I have data as follows, and a problem I regretfully don't seem to be able to reproduce:
dat <- structure(c(1, NA_real_), format.stata = "%8.0g", labels = c(female = 1,
male = 2), class = c("haven_labelled", "vctrs_vctr", "double"
))
dat <- data.frame(dat)
lapply(dat, class)
[1] "haven_labelled" "vctrs_vctr" "double"
I would like to remove the custom labels and I tried a couple of the following things:
clear.labels <- function(x) {
if(is.list(x)) {
for(i in seq_along(x)) {
class(x[[i]]) <- setdiff(class(x[[i]]), 'labelled')

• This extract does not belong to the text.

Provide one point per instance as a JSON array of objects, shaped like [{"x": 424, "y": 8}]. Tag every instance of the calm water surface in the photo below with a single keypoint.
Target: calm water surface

attr(x[[i]],"label") <- NULL
}
} else {
class(x) <- setdiff(class(x), "labelled")
attr(x, "label") <- NULL
}
return(x)
}
dat <- clear.labels(dat)
However this does not work because the class is haven_labelled
. Obviously I could change that, but I would rather have something that works independent of name.
lapply(dat, class)
$dat
[1] "haven_labelled" "vctrs_vctr" "double"
I also tried:
dat <- data.frame(lapply(dat, unclass))
lapply(dat, class)
$dat
[1] "numeric"
For my actual data however, it does not seems to work, even though it has exactly the same data.
Are there any other options I could try?
EDIT: Would it not be a possibility to simply make the last class the only class?
CodePudding user response:
Use haven’s zap_*()
functions:
library(haven)
zapped <- dat |>
zap_labels() |>
zap_formats()
zapped
# dat
# 1 1
# 2 NA
class(zapped$dat)
# "numeric"